> "AI" is basically a vast, curated, compressed database with a powerful index. If the database reflects the current state of the art, it'll have better understanding than the majority of human practitioners.
But it's not. You're missing the point entirely and don't know what you're advocating for.
A dictionary contains all the words necessary to describe any concept and rudimentary definitions to help you string sentences together but you wouldn't have a doctor diagnose someone's medical condition with a dictionary, despite the fact that it contains most if not all of the concepts necessary to describe and diagnose any disease. It's useful information, but not organized in a way that is conducive to the task at hand.
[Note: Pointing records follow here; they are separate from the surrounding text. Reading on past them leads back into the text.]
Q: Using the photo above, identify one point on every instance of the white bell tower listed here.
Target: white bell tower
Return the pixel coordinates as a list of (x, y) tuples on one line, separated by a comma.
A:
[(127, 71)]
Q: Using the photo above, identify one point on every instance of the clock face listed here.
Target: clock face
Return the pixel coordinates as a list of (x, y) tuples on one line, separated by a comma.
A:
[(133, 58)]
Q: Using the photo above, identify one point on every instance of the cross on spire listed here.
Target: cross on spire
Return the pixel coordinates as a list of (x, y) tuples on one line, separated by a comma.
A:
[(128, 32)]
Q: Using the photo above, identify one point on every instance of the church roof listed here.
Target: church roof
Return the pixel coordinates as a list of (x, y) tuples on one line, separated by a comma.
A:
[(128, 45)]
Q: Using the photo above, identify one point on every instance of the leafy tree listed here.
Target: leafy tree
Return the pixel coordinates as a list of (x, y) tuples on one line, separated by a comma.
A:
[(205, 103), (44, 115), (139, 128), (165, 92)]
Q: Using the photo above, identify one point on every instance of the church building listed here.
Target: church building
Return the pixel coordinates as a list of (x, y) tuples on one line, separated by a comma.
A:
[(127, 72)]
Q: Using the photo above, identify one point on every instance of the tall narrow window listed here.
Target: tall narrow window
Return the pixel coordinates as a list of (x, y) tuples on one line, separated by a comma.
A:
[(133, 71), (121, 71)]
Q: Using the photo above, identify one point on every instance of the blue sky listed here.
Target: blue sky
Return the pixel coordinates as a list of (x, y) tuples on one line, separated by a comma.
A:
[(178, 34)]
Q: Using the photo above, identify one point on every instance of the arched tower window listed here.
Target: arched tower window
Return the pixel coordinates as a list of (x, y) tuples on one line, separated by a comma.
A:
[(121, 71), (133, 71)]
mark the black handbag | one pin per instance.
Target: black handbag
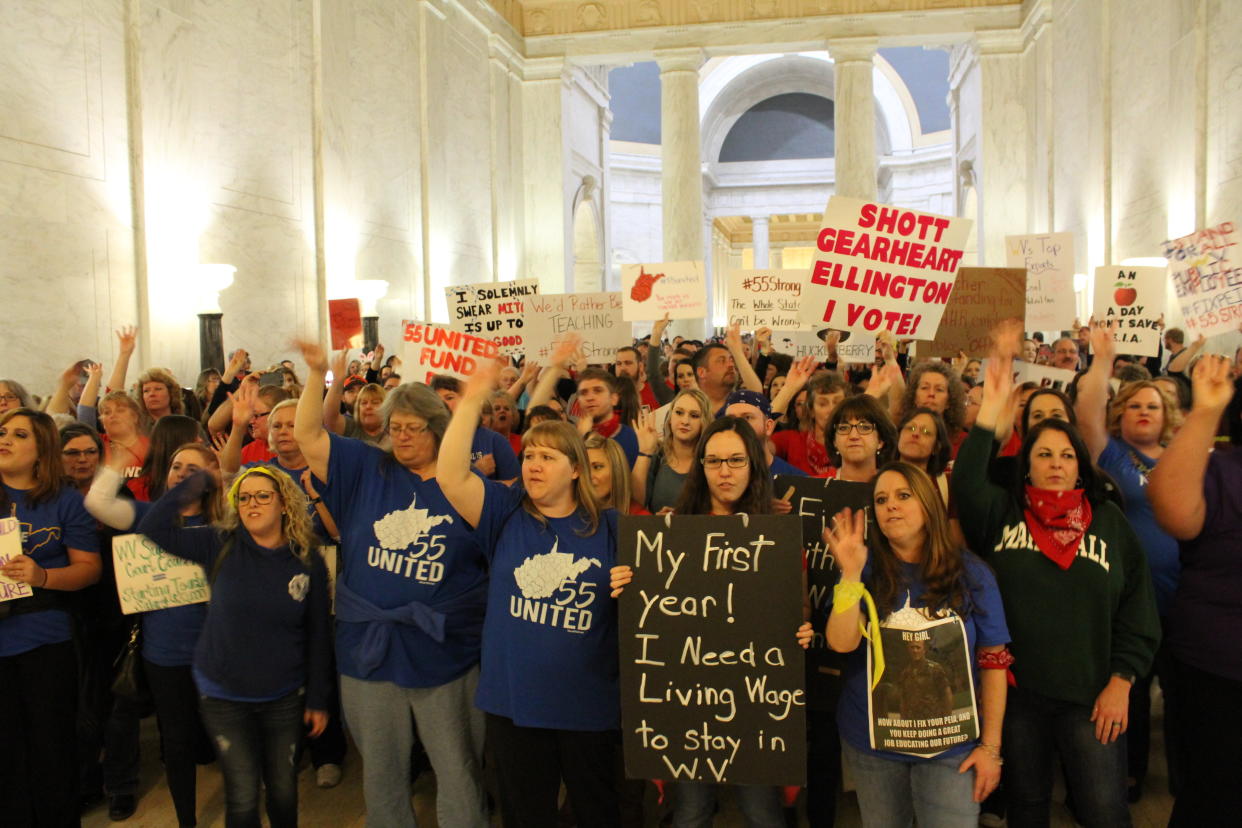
(127, 679)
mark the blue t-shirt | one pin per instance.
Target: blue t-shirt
(1160, 548)
(550, 634)
(489, 442)
(49, 530)
(401, 541)
(984, 626)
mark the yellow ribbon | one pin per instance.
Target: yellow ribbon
(845, 596)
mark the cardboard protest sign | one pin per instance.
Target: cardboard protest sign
(596, 317)
(430, 349)
(1048, 261)
(651, 291)
(981, 297)
(150, 579)
(711, 670)
(853, 346)
(924, 703)
(817, 502)
(345, 322)
(881, 267)
(759, 298)
(10, 548)
(1207, 278)
(494, 310)
(1134, 298)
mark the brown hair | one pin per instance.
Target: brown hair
(49, 469)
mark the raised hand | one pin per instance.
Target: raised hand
(845, 539)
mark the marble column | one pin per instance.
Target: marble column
(853, 116)
(1004, 137)
(681, 160)
(548, 222)
(759, 225)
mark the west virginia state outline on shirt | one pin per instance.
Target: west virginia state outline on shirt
(405, 548)
(550, 592)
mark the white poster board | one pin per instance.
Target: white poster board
(765, 298)
(882, 267)
(493, 309)
(150, 579)
(1048, 260)
(652, 289)
(598, 318)
(1207, 278)
(1134, 299)
(10, 548)
(427, 350)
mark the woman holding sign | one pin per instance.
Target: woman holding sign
(1078, 602)
(909, 720)
(549, 679)
(47, 546)
(729, 477)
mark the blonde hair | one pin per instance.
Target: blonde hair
(619, 469)
(564, 438)
(1117, 407)
(294, 517)
(666, 442)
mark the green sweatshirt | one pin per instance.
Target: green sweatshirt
(1071, 628)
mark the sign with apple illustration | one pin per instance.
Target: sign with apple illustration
(1134, 298)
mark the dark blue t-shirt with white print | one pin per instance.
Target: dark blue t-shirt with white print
(401, 543)
(550, 634)
(49, 530)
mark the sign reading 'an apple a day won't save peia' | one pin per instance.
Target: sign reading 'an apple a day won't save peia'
(651, 291)
(1133, 299)
(881, 267)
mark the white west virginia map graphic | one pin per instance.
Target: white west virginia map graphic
(404, 526)
(542, 575)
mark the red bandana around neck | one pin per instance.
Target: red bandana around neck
(609, 427)
(1057, 522)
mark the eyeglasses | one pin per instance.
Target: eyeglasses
(396, 430)
(262, 498)
(737, 461)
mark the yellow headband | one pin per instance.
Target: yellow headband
(255, 469)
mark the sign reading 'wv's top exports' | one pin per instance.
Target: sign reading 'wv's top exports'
(882, 267)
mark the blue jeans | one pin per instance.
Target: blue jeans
(1036, 728)
(696, 805)
(892, 792)
(257, 740)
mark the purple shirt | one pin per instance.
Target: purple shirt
(1207, 610)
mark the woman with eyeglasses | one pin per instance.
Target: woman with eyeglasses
(1078, 602)
(729, 477)
(662, 464)
(549, 677)
(54, 549)
(411, 589)
(262, 662)
(168, 641)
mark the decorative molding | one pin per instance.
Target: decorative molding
(555, 18)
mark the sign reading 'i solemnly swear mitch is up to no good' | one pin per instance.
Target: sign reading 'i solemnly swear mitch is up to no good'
(883, 267)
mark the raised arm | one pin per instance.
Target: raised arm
(333, 420)
(733, 342)
(308, 425)
(461, 487)
(1092, 402)
(126, 338)
(1175, 488)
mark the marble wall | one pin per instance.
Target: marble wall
(420, 114)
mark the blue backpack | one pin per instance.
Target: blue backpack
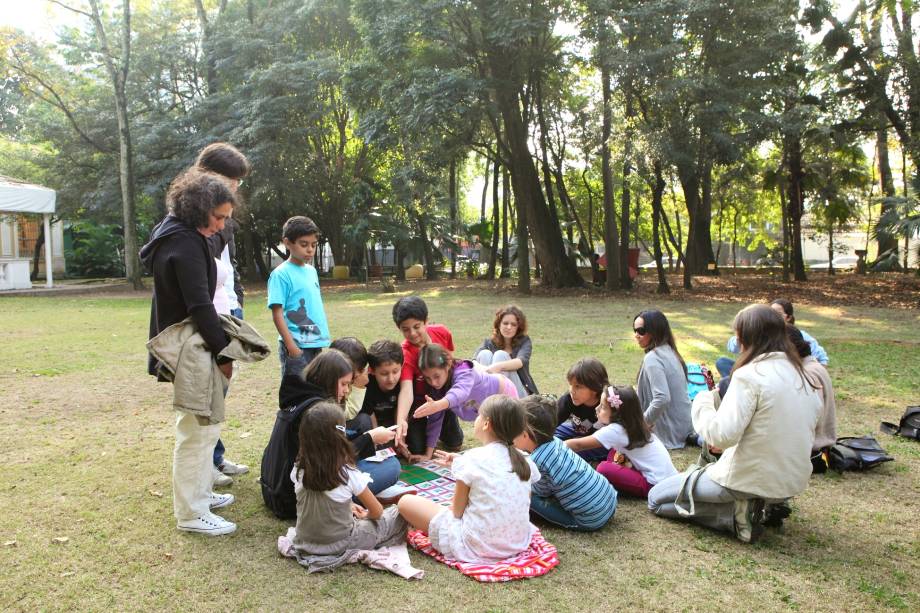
(699, 378)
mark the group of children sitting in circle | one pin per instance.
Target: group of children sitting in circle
(757, 431)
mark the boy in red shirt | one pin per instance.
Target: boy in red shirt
(418, 437)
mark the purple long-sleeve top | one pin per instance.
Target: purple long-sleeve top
(469, 387)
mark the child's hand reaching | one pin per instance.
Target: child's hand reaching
(444, 458)
(381, 435)
(430, 407)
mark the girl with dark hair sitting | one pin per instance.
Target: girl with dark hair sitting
(629, 441)
(765, 424)
(326, 481)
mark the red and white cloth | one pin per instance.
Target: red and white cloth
(537, 560)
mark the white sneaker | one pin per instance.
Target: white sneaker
(217, 501)
(210, 524)
(229, 468)
(220, 479)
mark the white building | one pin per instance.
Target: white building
(18, 202)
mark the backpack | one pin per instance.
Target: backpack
(856, 453)
(699, 379)
(909, 426)
(278, 461)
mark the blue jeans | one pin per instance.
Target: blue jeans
(724, 365)
(487, 358)
(295, 366)
(565, 431)
(219, 453)
(384, 473)
(553, 512)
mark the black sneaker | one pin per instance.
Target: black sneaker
(749, 518)
(775, 514)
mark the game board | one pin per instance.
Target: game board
(431, 481)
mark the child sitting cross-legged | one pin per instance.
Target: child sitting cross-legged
(576, 409)
(570, 493)
(325, 481)
(629, 441)
(488, 519)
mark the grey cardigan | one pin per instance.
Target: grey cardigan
(662, 390)
(522, 351)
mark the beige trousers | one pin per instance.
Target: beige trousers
(192, 465)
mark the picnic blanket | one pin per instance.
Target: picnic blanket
(429, 480)
(538, 559)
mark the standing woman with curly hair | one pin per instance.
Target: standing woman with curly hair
(179, 257)
(662, 385)
(507, 351)
(765, 424)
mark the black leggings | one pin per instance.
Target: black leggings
(451, 434)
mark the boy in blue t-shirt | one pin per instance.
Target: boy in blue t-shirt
(295, 301)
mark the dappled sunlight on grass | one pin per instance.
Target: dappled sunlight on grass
(88, 444)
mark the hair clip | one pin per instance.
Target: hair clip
(612, 398)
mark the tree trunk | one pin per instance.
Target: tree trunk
(400, 265)
(887, 242)
(786, 234)
(611, 234)
(119, 76)
(558, 269)
(430, 273)
(493, 252)
(485, 191)
(657, 195)
(523, 254)
(625, 194)
(506, 207)
(544, 155)
(796, 204)
(452, 197)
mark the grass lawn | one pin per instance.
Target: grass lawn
(87, 443)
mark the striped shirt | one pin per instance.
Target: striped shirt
(581, 490)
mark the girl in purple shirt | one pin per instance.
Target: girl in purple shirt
(456, 385)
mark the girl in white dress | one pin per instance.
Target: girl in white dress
(489, 518)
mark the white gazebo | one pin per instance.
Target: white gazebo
(17, 198)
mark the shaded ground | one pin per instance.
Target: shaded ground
(87, 442)
(892, 290)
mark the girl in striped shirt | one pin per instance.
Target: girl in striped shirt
(569, 493)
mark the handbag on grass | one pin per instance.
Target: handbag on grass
(856, 453)
(909, 426)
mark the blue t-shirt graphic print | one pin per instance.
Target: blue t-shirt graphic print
(296, 289)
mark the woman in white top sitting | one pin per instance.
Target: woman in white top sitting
(765, 424)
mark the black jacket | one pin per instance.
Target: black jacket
(184, 280)
(295, 391)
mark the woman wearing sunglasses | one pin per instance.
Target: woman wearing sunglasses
(662, 384)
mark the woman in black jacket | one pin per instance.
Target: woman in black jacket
(184, 279)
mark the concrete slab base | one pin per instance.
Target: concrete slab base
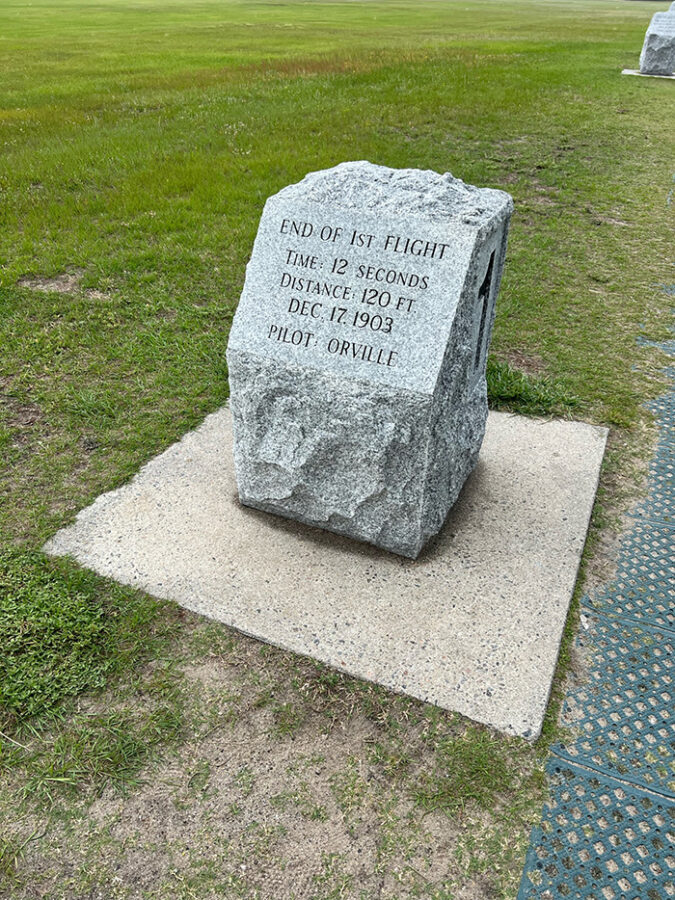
(645, 74)
(473, 625)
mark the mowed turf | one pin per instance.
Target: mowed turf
(138, 143)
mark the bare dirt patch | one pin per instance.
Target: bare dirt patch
(64, 283)
(530, 363)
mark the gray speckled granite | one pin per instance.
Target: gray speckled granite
(658, 51)
(473, 625)
(357, 354)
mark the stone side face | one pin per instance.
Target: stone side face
(375, 453)
(460, 407)
(658, 50)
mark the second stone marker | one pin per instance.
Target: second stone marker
(357, 354)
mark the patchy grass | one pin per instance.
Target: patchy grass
(514, 390)
(140, 141)
(63, 631)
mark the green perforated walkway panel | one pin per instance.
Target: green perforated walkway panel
(608, 828)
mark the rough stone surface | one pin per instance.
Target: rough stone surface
(473, 625)
(357, 354)
(658, 50)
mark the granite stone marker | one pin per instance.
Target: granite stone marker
(357, 354)
(658, 50)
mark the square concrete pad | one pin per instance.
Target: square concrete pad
(473, 625)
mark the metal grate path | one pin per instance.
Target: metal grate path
(608, 828)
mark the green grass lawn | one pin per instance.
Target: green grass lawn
(138, 143)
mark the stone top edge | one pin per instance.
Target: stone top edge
(663, 15)
(368, 188)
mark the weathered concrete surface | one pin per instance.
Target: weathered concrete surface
(658, 51)
(357, 354)
(473, 625)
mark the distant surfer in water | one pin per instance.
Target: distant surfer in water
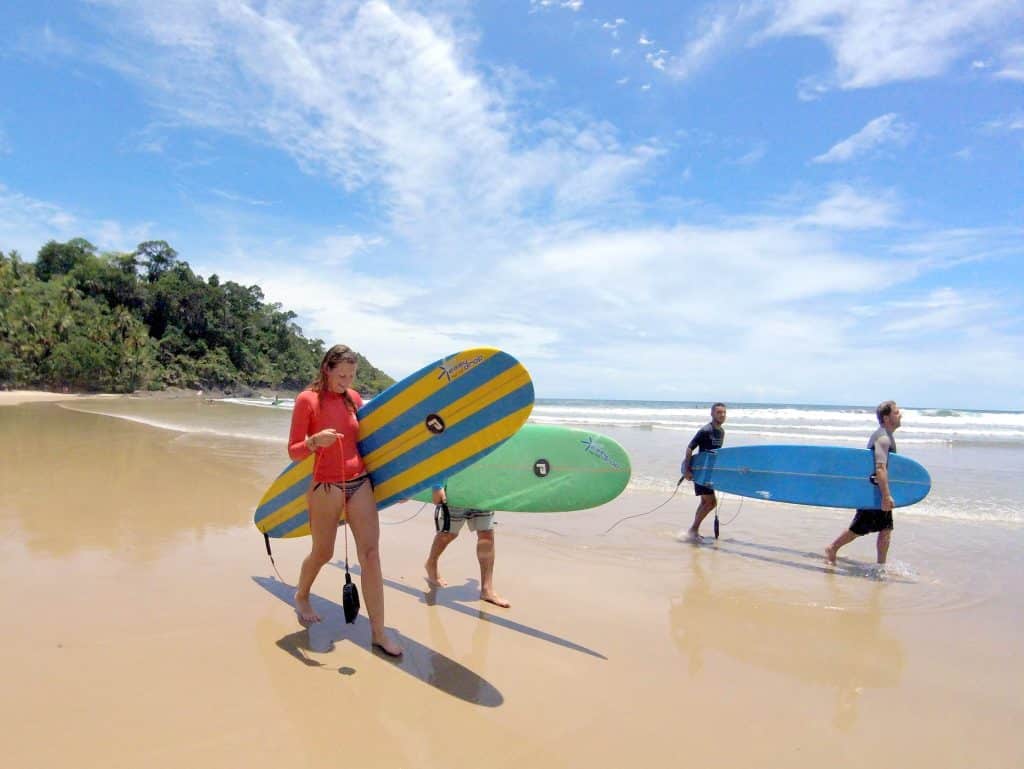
(324, 423)
(482, 522)
(708, 438)
(882, 443)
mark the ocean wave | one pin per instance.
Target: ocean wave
(179, 426)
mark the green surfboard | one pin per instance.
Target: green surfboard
(542, 469)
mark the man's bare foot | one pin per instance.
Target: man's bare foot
(492, 597)
(304, 610)
(433, 578)
(387, 645)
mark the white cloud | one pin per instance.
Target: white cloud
(887, 129)
(573, 5)
(1008, 124)
(1012, 67)
(27, 223)
(373, 96)
(942, 309)
(715, 33)
(236, 198)
(885, 41)
(847, 209)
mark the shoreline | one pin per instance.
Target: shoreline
(616, 648)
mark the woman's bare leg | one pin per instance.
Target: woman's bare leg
(366, 529)
(325, 512)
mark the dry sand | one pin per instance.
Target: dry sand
(142, 626)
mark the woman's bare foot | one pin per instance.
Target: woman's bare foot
(304, 610)
(493, 597)
(433, 577)
(387, 645)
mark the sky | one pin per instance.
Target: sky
(772, 201)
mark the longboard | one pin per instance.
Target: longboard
(827, 476)
(542, 469)
(428, 426)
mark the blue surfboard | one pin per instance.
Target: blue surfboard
(826, 476)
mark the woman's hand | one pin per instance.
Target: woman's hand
(324, 438)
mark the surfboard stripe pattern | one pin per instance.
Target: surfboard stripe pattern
(473, 401)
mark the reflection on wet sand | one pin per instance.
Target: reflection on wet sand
(457, 598)
(841, 645)
(427, 665)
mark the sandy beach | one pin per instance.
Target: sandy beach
(143, 626)
(15, 397)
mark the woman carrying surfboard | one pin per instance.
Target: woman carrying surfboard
(324, 423)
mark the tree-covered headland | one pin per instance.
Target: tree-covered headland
(122, 322)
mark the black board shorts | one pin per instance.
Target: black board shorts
(866, 521)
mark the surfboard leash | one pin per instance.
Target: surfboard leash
(640, 515)
(404, 520)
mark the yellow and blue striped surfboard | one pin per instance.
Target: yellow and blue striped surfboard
(423, 429)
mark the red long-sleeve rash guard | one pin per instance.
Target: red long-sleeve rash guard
(315, 412)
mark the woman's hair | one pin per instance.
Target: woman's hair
(338, 353)
(884, 410)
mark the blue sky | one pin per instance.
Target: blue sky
(810, 201)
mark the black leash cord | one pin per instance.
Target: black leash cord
(638, 515)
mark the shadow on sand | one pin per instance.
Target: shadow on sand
(428, 666)
(457, 598)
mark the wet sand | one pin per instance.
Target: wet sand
(15, 397)
(142, 625)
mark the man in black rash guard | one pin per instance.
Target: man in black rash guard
(708, 438)
(882, 443)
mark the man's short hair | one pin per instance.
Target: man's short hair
(884, 410)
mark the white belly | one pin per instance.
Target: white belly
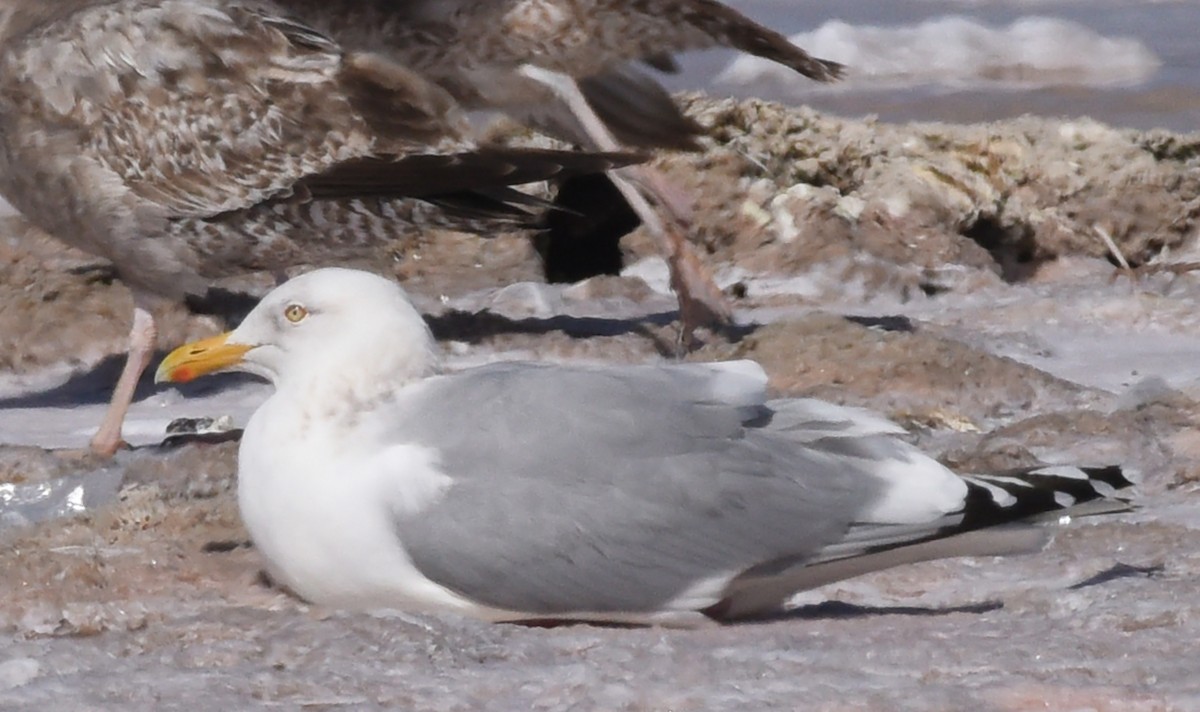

I assume based on the way you're describing AI that you're referring to LLMs broadly, which, again, are spicy autocorrect. Super simplified, they're just big masses of understanding of what things might come in what order, what words or concepts have proximity to one another, and what words and sentences look like. They lack (and really cannot develop) the ability to perform acts of deductive reasoning, to come up with creative or new ideas, or to actually understand the answers they're giving. If they connect a bunch of irrelevant dots they will not second guess their answer if something seems off. They will not consult with other experts to get outside opinions on biases or details they overlooked or missed. They have no concept of details. They have no concept of expertise. They cannot ask questions to get you to expand on vague things you said that a doctor has intuition might be important
The idea that you could type some symptoms into ChatGPT and get a reasonable diagnosis is foolish beyond comprehension. ChatGPT cannot reliably count the number of letters in a word. If it gives you an answer you don't like and you say that's wrong it will instantly correct itself, and sometimes still give you the wrong answer in direct contradiction to what you said. Have you used google, lately? Gemini AI summaries at the tops of the search results often contain misleading or completely incorrect information.
ChatGPT isn't poring over medical literature and trying to find references to things that sound like what you described and then drawing conclusions, it's just finding groups of letters with proximity to the ones you gave it (without any concept of what the medical field is.) ChatGPT is a machine that gives you an answer in the (impressively close, no doubt) shape of the answer you'd expect when asked a question that incorporates massive amounts of irrelevant data from all sorts of places (including, for example, snake oil alternative medicine sites and conspiracy theory content) that are also being considered as part of your answer.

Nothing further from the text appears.